Diálogos dissimulados – Informações obtidas a partir da extração de dados do celular de Mouhamad e da quebra do sigilo bancário de suas empresas também foram reunidas na ação do MPF para comprovar a existência das entregas dos valores para ocultação. Em diálogos citados na denúncia, Mouhamad e José Lopes fingem tratar sobre assuntos médicos e manter uma suposta relação médico-paciente. A linguagem cifrada com Lopes tinha como objetivo mascarar o real conteúdo das conversas: a remessa de valores em espécie. Esta conclusão é possível porque, nos exatos dias em que Mouhamad agendava alegadas ‘consultas médicas’, ordenava que Priscila providenciasse elevadas quantias em espécie com o objetivo de entregá-las a José Lopes.
O cruzamento das informações obtidas mostra que, em nove oportunidades, a compensação de cheques e saques de contas bancárias das empresas de Mouhamad ocorreu poucos dias antes dos encontros entre o médico e José Lopes. Ainda conforme apurou o MPF, em outras oportunidades, os pagamentos foram cobertos, provavelmente, com recursos que o médico guardava nos cofres de sua casa, já que as investigações, desde a primeira fase da operação, revelaram ser um costume do acusado.

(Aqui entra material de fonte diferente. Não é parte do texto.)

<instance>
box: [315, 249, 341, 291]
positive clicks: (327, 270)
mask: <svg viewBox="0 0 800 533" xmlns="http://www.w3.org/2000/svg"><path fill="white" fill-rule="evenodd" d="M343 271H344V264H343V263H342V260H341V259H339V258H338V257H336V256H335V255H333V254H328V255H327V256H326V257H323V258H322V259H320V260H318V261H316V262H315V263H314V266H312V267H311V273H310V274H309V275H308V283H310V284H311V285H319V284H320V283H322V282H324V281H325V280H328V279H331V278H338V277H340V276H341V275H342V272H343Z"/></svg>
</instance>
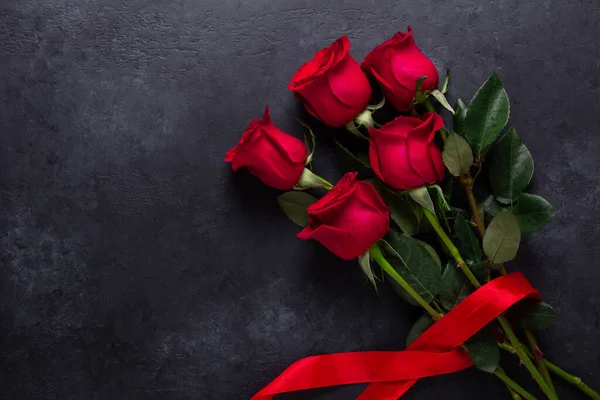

Evidências da prática de crimes – Três fortes evidências reforçam a tese do MPF sobre a intenção de Moustafa e Lopes em ocultar a origem ilícita do dinheiro desviado. Primeiro, considerando que é evidente a relação entre a movimentação de ativos em espécie e os encontros, o fato de ambos os réus terem negado, em interrogatórios policiais, que houve a movimentação de recursos em espécie esclarece, conforme a denúncia, a intenção de ocultar tais movimentações, numa forma de ‘escape’ aos valores oriundos dos crimes de peculato.
Em segundo lugar, o MPF sustenta que os réus criaram uma frágil história falsa, concretizada na relação entre médico e paciente. Os diálogos não demonstram nenhuma característica que comprove essa relação. Em nenhuma das mensagens analisadas foi apurada queixa ou reclamação de dor ou qualquer outro tipo de mal estar por parte do suposto paciente, nem sequer uma mensagem em que José Lopes relatasse desconforto que demandaria a pronta visita de Mouhamad. As mensagens se concentravam na marcação dos encontros, sem maiores rodeios.
Por último, Mouhamad tinha o cuidado de juntar cifras milionárias em espécie, o que demanda planejamento e organização, assumindo riscos de furtos ou roubos para não deixar rastros das movimentações.